It’s a fair question: If an insurance company is found to have breached its contractual duty to defend a case against an insured party, but hasn’t acted in bad faith in doing so (in other words, it made a conscientious decision to deny coverage in good faith), is its liability capped by policy limits plus defense costs?
Or, as is queried in a recent article discussing the matter, can the insurer “be held liable for further damages resulting from its breach?”
The question is presently being considered by Nevada’s Supreme Court in a case that commentators say is relevant in Colorado and every other state of the country because it “will impact interests well beyond those of the [litigating] parties.”
In a nutshell, the relevant facts surrounding the matter are these. Several years ago, the insured badly injured a young girl in a car accident. In good faith, the insurer declined to defend the insured, with the matter ultimately ending with a default judgment for the victim’s family well in excess of the limits cited in the insured’s policy.
The insured now wants the insurer to pay the entire amount, which the latter party is strongly resisting on what it and several other industry actors that have joined the case in support say is a long-standing and inviolable principle that is threatened by the demand.
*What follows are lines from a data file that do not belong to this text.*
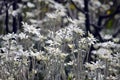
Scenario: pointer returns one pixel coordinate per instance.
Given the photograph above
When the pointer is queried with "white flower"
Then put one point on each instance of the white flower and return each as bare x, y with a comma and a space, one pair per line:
51, 15
103, 53
29, 14
31, 29
9, 36
30, 5
22, 36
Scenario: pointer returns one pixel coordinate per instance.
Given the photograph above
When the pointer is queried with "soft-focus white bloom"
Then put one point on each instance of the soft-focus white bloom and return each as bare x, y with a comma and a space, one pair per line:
108, 44
30, 5
95, 65
103, 53
51, 15
22, 36
91, 39
15, 12
9, 36
30, 14
31, 29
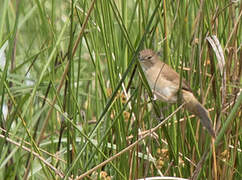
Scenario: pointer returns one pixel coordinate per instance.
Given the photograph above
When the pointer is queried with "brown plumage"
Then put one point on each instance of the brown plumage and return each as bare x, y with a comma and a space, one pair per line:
164, 82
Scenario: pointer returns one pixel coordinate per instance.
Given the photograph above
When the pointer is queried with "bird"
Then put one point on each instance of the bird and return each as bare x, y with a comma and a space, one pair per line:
164, 83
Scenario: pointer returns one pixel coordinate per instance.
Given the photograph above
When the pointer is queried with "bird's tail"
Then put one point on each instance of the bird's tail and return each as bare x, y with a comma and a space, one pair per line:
199, 110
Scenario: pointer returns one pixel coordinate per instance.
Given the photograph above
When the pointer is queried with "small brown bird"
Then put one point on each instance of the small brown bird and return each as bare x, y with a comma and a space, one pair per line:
164, 82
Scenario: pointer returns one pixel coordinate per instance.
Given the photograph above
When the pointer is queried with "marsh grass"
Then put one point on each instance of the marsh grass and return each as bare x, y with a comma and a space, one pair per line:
78, 105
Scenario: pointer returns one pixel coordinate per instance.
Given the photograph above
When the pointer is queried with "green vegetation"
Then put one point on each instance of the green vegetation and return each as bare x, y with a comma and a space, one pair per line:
76, 99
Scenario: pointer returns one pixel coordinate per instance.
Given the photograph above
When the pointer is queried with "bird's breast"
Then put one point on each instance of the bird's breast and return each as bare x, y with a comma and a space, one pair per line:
164, 89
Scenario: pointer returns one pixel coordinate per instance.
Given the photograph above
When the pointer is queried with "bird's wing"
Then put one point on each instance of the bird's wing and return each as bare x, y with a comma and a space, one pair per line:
171, 75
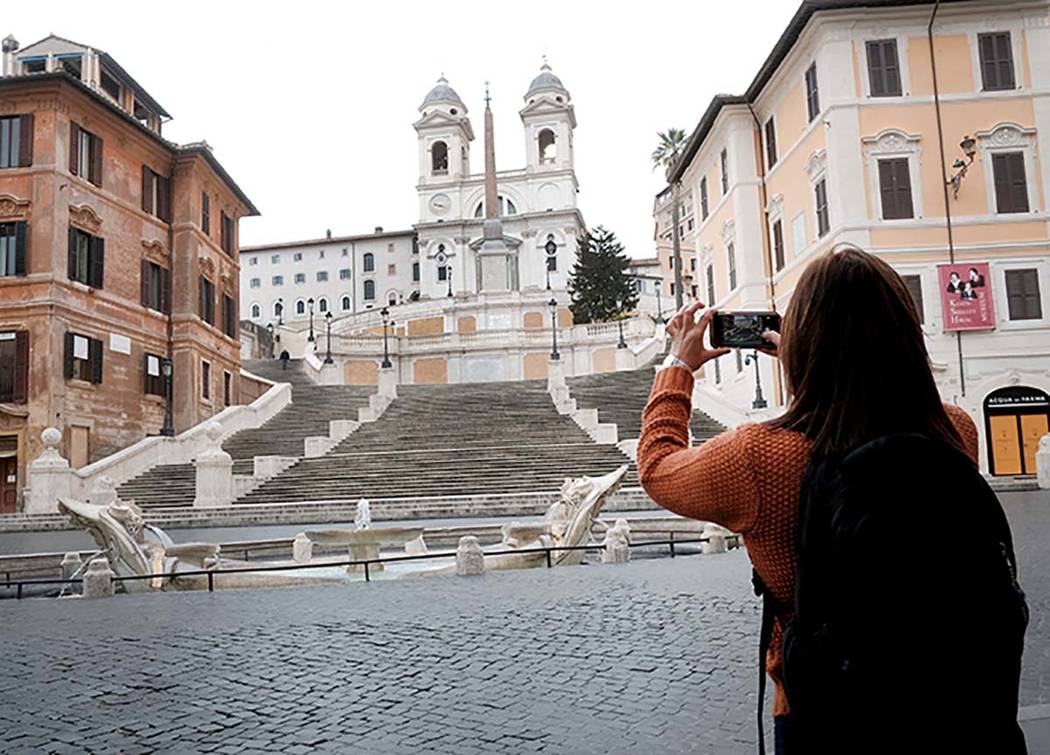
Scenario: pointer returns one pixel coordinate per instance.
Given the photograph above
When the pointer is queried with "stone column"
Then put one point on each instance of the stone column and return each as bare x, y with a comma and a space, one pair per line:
214, 473
49, 476
99, 580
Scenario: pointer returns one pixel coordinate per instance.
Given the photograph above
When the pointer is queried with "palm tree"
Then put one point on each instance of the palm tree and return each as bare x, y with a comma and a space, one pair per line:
672, 142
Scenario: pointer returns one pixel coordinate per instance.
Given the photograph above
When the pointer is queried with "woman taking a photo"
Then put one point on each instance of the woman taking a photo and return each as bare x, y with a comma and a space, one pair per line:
856, 369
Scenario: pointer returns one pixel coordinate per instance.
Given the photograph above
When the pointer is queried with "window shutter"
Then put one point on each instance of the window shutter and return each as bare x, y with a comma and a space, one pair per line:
95, 351
145, 282
68, 355
72, 253
96, 176
21, 243
97, 261
147, 194
25, 141
74, 148
21, 366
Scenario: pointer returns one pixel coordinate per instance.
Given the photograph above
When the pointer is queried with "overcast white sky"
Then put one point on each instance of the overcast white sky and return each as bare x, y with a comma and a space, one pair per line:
310, 105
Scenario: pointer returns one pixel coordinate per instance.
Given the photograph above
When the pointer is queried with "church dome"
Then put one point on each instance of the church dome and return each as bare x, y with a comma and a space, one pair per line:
441, 92
546, 80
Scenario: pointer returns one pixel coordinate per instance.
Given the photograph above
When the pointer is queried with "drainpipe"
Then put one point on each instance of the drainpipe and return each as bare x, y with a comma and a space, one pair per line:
944, 182
768, 263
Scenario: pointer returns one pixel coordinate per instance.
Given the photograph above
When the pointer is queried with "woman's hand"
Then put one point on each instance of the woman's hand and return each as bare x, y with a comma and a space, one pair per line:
687, 336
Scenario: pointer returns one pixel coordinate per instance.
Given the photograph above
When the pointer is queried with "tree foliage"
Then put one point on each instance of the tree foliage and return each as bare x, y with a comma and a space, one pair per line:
600, 285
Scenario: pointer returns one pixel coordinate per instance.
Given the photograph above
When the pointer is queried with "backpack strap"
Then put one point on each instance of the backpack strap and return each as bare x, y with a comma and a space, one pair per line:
771, 609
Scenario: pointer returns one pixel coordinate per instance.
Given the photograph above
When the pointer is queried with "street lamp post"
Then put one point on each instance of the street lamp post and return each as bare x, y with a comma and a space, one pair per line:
328, 328
554, 356
759, 401
167, 431
386, 356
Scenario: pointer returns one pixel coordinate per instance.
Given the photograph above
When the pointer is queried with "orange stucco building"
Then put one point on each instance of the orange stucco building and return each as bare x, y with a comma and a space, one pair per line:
118, 253
839, 139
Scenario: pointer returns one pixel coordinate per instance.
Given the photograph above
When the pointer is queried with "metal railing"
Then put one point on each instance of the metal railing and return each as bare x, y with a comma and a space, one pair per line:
366, 563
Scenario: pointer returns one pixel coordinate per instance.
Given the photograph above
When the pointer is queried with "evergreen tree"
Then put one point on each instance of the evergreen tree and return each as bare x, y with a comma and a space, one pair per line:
599, 284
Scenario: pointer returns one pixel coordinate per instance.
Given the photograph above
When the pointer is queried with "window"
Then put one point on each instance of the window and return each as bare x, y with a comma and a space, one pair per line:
16, 141
778, 245
229, 316
206, 380
155, 194
83, 358
1011, 184
439, 159
823, 225
14, 366
731, 253
226, 231
996, 61
86, 257
883, 68
206, 214
1023, 294
914, 282
771, 143
85, 154
152, 379
154, 287
812, 92
206, 300
13, 243
895, 188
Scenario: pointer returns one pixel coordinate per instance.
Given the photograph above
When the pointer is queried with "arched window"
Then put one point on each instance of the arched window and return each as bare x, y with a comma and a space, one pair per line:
548, 146
507, 207
439, 159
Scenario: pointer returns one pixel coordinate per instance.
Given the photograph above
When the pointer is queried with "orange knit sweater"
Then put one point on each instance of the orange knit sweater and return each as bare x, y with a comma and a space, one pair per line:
747, 480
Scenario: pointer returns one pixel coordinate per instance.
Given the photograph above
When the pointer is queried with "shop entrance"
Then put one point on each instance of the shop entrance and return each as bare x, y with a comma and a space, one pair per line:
1015, 419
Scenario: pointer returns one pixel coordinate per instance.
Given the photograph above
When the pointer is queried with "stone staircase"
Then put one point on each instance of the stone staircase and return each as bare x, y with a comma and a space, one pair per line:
621, 397
171, 485
467, 439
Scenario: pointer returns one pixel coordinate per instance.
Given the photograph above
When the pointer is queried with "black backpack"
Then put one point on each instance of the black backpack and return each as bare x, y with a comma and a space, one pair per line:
907, 626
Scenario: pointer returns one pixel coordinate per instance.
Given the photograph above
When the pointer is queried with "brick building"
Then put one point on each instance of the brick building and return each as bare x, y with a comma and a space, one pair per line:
118, 253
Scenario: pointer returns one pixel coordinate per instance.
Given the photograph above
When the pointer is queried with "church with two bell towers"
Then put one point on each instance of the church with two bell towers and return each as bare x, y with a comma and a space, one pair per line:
497, 230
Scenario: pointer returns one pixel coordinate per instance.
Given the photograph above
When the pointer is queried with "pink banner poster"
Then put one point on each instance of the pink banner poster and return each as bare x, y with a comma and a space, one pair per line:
966, 299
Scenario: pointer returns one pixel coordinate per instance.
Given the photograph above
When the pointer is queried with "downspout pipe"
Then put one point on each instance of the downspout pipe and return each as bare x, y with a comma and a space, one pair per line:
944, 182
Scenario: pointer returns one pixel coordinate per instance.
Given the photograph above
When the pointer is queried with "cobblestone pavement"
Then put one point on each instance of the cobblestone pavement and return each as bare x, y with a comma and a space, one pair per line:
655, 656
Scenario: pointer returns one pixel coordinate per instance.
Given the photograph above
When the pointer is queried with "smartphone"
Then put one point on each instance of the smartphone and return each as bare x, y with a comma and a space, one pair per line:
742, 330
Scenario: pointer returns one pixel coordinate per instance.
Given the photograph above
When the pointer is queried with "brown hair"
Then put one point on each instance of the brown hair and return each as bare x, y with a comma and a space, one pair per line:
854, 357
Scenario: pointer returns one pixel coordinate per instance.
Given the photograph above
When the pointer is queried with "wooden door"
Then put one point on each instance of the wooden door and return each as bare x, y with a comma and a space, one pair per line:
8, 484
1005, 445
1033, 426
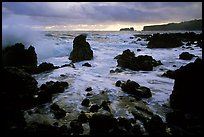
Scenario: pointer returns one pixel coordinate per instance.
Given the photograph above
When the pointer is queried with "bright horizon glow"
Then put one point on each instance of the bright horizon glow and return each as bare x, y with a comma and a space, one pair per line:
98, 27
96, 16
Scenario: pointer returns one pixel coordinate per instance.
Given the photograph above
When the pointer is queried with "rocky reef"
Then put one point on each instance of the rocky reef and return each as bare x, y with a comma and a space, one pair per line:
81, 49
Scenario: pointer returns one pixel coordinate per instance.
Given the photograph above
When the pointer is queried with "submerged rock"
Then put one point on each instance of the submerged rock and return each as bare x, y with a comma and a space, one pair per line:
81, 49
136, 90
45, 67
187, 91
86, 64
186, 56
58, 112
155, 126
16, 55
88, 89
17, 94
186, 101
164, 41
169, 74
101, 124
85, 102
142, 62
18, 88
76, 127
54, 87
94, 108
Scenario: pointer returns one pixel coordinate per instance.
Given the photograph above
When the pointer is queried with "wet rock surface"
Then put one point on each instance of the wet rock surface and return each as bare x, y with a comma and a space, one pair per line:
186, 100
133, 88
186, 56
81, 49
16, 55
141, 62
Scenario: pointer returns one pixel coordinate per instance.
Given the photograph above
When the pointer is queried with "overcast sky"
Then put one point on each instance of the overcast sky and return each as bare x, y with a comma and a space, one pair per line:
96, 15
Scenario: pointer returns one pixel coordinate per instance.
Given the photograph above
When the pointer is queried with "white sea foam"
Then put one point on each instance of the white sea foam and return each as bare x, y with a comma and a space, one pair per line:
105, 47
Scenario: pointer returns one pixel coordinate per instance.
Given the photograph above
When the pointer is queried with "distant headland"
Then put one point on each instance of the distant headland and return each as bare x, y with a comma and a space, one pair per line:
127, 29
185, 25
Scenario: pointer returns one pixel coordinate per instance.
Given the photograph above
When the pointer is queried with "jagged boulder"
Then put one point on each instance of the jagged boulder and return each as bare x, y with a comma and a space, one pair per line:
81, 49
101, 124
16, 55
133, 88
164, 41
18, 88
187, 91
142, 62
186, 56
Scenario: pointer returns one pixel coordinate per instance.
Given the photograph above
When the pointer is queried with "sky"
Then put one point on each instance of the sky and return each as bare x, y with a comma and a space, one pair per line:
95, 16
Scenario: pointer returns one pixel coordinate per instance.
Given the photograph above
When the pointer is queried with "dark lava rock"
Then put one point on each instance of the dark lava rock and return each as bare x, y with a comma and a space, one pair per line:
155, 126
123, 122
105, 106
45, 67
101, 124
58, 112
169, 74
83, 117
164, 41
187, 91
88, 89
118, 83
142, 62
135, 89
37, 129
76, 127
17, 94
85, 102
94, 108
86, 64
54, 87
69, 65
176, 118
143, 92
89, 94
18, 88
81, 49
16, 55
186, 56
186, 101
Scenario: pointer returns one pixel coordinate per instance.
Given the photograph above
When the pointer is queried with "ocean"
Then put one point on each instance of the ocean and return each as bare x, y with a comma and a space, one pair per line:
55, 47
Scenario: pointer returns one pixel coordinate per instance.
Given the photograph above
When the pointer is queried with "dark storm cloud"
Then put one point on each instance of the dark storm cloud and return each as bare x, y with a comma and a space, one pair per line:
100, 12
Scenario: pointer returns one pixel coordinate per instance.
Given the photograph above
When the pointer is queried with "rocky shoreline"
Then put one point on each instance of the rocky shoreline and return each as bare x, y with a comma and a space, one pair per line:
21, 93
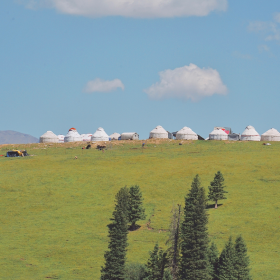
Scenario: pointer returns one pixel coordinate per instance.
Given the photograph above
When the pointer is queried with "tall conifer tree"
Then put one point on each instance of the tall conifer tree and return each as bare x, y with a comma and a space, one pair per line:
193, 263
136, 211
115, 257
213, 258
216, 189
174, 240
242, 260
227, 263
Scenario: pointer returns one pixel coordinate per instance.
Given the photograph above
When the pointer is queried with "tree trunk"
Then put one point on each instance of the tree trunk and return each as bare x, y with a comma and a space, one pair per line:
133, 226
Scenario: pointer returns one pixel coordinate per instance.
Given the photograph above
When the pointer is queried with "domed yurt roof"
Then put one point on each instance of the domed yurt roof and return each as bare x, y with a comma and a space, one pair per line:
49, 137
159, 132
271, 135
218, 134
100, 135
115, 136
61, 138
86, 137
72, 136
250, 134
186, 133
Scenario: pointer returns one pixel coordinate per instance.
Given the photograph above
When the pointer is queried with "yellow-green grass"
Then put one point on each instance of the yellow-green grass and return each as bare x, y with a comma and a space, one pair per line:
54, 208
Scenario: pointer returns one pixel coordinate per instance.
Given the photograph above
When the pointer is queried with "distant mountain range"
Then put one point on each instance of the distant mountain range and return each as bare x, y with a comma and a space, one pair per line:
14, 137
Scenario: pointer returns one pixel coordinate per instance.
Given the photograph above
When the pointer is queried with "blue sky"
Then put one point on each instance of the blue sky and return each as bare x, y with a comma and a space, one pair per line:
72, 63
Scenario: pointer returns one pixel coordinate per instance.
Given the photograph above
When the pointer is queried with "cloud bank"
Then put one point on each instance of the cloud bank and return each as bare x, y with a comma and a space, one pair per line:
136, 8
188, 82
99, 85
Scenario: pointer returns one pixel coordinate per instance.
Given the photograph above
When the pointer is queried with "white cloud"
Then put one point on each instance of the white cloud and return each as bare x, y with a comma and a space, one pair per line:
263, 48
137, 8
98, 85
187, 82
270, 30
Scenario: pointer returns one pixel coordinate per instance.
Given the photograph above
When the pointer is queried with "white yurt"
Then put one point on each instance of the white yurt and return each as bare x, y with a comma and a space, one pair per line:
115, 136
72, 136
271, 135
218, 134
49, 137
158, 132
250, 134
186, 133
130, 136
61, 138
100, 135
86, 137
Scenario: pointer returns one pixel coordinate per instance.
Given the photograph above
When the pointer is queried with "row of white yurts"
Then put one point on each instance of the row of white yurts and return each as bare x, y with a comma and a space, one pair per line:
74, 136
249, 134
185, 133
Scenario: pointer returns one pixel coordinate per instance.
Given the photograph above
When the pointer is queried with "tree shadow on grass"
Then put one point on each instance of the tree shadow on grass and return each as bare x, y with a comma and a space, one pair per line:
212, 206
134, 228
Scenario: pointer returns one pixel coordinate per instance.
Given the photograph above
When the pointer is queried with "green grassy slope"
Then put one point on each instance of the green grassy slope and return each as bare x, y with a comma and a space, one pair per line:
54, 209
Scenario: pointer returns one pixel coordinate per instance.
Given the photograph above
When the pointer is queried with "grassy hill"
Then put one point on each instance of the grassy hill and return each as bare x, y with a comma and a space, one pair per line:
54, 208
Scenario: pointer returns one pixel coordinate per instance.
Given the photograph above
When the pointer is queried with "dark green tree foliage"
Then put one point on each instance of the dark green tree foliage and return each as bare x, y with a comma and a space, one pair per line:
213, 258
216, 189
157, 264
136, 211
193, 263
115, 257
135, 271
242, 260
227, 263
174, 240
A so-called amicus brief in the case argues that the company’s liability must be “capped at the policy’s limits, plus … costs incurred to defend the underlying claim.”
The brief adds that an outcome in which an insurer acting in good faith must pay out an amount exceeding policy limits “would improperly penalize insurers for reasonably disputing coverage and inject undesirable uncertainty into the insurance bargain.”
Such an outcome, the insurers say, would broadly disservice insurers by setting a harmful precedent based upon an ignoring of agreed-upon policy limits.
And, they argue, that would ultimately damage both insurers and would-be insureds contracting for coverage.